Livestock Farmer Focus: Charlie Armstrong’s temper is tested at lambing
Lambing has take up a lot of Charlie’s time this month, so this week’s entry is written by daughter Daisy:
Daddy’s temper is below average at the moment and it’s all due to lambing sheep.
My two brothers and I are learning a few new words from Daddy. Mostly he uses them on the sheep, particularly after chasing them for two laps of the field. Occasionally Dick the dog gets called them too, but last week when it rained and rained he used them on the lambing man.
He left very soon afterwards and Daddy’s temper has improved dramatically.
Once the rain stopped we put plastic jackets on all the lambs in the shed before they were taken outside. All the men that work for Daddy have worked really hard. Mummy feeds most of the men in the house which means we get chased out of the kitchen into the toy room.
The men skin any dead lambs and put the skin on the pets. It’s very different from the lambing I watched on television.
The Blackface ewes have started lambing outside and they are not being fed any more because the fields are green. Every day Daddy has a different problem; sometimes too much milk, sometimes no milk.
Just before we went back to school Daddy started sowing fodder beet. I don’t know why when he still has a heap from last year that nothing will eat now the grass is growing.

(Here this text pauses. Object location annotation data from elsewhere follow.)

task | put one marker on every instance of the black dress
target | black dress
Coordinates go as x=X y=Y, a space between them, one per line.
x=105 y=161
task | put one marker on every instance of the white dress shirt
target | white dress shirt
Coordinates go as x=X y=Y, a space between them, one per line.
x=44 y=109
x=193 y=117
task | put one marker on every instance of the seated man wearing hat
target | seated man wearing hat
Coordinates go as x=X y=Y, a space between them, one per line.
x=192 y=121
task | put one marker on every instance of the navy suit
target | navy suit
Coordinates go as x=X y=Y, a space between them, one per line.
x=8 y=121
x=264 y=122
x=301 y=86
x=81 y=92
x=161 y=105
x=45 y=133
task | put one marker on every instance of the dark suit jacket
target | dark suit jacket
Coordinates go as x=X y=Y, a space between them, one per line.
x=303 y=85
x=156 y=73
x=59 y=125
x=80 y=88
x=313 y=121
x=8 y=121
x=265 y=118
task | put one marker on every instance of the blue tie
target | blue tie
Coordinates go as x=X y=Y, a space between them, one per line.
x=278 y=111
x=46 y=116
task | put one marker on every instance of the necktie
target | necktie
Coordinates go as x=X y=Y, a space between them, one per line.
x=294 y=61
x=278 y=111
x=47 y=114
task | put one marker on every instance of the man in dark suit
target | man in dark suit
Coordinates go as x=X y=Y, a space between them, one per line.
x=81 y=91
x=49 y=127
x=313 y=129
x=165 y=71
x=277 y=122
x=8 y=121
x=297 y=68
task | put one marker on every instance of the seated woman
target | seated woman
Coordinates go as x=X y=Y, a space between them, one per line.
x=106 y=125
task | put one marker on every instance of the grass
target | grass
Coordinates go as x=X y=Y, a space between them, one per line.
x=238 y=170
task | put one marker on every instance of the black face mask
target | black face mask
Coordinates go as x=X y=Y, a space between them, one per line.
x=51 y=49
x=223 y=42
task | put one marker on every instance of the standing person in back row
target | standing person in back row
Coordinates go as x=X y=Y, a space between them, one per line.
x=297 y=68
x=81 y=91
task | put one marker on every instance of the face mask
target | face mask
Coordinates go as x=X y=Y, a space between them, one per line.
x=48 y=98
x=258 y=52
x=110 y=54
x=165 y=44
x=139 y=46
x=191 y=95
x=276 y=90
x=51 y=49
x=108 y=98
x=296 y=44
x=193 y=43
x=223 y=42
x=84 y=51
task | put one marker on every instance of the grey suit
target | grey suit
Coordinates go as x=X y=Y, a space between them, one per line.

He’s also started planting potatoes, rolling grass fields to remove horrible bumpy wheel ruts and putting cattle out.
Daddy tagged nearly 2000 lambs so we could move them to another farm. There is a lot of paperwork that Mummy does for this.
He has used batch tags because the fancy electric ones we used last year dropped out. These are cheaper and, if we save enough money, he might take us on holiday. I don’t think he will though as the petrol he buys every day for the motorbikes costs £70.